Ein Herr Klöntgens ruft an. Ein pensionierter Kriminalbeamter, der damals den Vermisstenfall bearbeitete, derjenige, der gesagt hat, man solle die Hoffnung nicht aufgeben. Auch er will zur Beerdigung kommen, darf er.

Die Beerdigung findet am Samstagmorgen statt.
Bis vor zwei Jahren gab es samstags in der Stadt überhaupt keine Beerdigungen, nur in den kleineren Gemeinden ringsherum. Dann fing man in der Stadt damit an und seltsamerweise hörten die kleinen Gemeinden dann damit auf.
Die Beerdigung findet in einer solchen kleineren Gemeinde statt, auf dem Friedhof liegen auch schon die Großeltern von Monika, sie bekommt ein Grab ziemlich weit davon entfernt, mit viel Phantasie kann man aber sagen, daß man von dort aus das Grab der Großeltern sehen kann.

Am Samstag, morgen um halb neun ist es noch ganz ruhig und still auf diesem Friedhof. Etwa vierzig Personen sind gekommen, mehr als wir erwartet hatten, weniger als es vor zehn Jahren gewesen wären…
Die Kirchengemeinde hat einen Diakon geschickt, die Brandts haben es nicht so mit der Kirche, sie sind aber im Vorgespräch mit dem Mann sehr gut klar gekommen. Der Diakon erweist sich als blendender Redner, jemand der es versteht ernst und sachlich zu bleiben und dennoch Emotionen zu wecken. Er stockt, gibt offen zu, sprachlos zu sein und auch keine Antwort zu wissen auf all die vielen offenen Fragen. Er betet mit den Anwesenden und der Diakon schafft es, daß die Leute nicht nur gezwungenermaßen mitmurmeln, sondern inbrünstig seinem Gebet und seinen Fürbitten folgen.

Eine CD mit „Moonlight Shadow“ von Mike Oldfield wird gespielt, das habe Monika so geliebt. Der Organist versucht noch „Music was my first love“ in einer glücklicherweise abgekürzten Version, der Versuch mißlingt, aber das haben wohl nur wir gehört, die wir zwar mitfühlen, aber nicht ganz so stark emotional eingebunden sind. Der Familie und den Freunden hat es gut gefallen, sie haben die Missklänge nicht gehört, gut so.
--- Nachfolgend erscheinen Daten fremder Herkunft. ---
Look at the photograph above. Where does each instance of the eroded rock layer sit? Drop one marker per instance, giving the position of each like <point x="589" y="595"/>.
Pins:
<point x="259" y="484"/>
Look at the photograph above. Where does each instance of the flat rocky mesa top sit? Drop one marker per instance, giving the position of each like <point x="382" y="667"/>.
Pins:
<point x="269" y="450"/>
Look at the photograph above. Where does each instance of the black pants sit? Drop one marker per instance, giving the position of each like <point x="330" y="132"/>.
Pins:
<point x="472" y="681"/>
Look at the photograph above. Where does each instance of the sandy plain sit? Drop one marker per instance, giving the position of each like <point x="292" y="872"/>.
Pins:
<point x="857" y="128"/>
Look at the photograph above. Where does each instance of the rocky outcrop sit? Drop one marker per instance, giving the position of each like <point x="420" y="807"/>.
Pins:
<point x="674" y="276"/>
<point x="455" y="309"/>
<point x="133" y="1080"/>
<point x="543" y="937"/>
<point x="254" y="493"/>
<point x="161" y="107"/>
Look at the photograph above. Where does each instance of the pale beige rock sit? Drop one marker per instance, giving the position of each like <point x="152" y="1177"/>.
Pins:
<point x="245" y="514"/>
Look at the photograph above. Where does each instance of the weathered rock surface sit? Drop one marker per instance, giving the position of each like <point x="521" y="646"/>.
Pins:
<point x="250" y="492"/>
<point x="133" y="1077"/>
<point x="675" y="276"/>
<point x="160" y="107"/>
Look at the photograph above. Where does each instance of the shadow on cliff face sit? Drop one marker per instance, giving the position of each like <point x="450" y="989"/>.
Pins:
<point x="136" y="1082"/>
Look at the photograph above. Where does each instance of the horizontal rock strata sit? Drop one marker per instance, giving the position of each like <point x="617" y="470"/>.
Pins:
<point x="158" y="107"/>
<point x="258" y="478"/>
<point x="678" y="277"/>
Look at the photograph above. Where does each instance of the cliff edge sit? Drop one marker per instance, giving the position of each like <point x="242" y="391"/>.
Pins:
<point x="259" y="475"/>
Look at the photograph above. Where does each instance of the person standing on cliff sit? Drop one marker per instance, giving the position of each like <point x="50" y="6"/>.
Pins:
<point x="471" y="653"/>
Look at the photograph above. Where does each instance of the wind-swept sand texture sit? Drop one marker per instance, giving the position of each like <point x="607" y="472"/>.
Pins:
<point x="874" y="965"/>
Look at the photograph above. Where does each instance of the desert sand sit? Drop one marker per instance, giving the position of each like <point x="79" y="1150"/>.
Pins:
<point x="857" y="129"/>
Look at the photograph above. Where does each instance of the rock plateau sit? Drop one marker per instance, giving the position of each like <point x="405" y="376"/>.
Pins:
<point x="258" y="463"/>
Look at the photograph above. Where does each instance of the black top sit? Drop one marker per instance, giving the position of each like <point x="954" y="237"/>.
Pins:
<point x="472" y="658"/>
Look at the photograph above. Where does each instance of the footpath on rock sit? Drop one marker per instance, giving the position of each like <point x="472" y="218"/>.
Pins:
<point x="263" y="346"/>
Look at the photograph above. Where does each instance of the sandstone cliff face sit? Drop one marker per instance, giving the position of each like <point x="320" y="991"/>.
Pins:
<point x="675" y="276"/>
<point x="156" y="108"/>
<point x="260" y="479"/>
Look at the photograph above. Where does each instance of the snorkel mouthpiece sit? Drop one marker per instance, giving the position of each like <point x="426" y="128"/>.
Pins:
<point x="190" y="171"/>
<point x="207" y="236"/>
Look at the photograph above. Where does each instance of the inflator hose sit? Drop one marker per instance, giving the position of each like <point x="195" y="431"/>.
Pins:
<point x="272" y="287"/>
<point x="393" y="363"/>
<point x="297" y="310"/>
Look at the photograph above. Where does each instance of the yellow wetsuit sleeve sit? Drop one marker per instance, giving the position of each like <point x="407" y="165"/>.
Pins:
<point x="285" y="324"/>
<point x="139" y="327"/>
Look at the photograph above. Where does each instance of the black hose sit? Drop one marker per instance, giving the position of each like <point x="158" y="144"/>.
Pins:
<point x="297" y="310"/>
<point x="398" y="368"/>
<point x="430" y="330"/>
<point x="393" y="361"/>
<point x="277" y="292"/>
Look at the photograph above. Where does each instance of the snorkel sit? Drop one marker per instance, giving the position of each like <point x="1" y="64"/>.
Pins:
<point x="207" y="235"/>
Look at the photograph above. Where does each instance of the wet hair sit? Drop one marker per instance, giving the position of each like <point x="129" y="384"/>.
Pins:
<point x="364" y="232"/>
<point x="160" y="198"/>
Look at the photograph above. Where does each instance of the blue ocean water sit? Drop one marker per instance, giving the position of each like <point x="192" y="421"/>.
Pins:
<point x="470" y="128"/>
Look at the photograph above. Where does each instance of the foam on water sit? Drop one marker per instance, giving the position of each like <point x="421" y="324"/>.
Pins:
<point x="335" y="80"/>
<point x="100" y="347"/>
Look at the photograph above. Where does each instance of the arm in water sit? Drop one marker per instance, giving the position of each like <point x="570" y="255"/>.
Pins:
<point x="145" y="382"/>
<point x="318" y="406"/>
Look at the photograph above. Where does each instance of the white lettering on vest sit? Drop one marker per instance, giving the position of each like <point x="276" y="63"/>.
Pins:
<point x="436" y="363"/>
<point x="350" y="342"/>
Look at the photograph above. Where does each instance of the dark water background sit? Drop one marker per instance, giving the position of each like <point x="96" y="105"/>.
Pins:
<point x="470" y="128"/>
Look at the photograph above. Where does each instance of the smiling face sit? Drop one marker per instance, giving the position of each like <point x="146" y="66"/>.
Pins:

Am Ende stehen alle auf, der hochglänzende, reinweiße Sarg mit einem Gesteck aus blutroten Rosen und sehr viel breitblättrigem Grün darunter wird langsam hinausgefahren.
Mir fallen die lehmverklumpten Sicherheitsschuhe des Friedhofsverwalters auf, wenigstens ist seine Uniform ordentlich. Er geht vorneweg, zeigt den Weg, ihm folge ich als Zeremonienmeister, dann kommt der Sarg, geschoben von vier weiß behandschuhten, ziemlich alten Männern in dunkelgrauen langen Mänteln.

Dahinter der Diakon mit dem noch viel älteren Messner und dann Monikas Eltern, Herr Brandt muß seine Frau stützen, fast scheint es, als wollten ihr die Beine auf diesem schweren Weg den Dienst versagen.
Mit etwa Abstand folgt die übrige Trauergesellschaft.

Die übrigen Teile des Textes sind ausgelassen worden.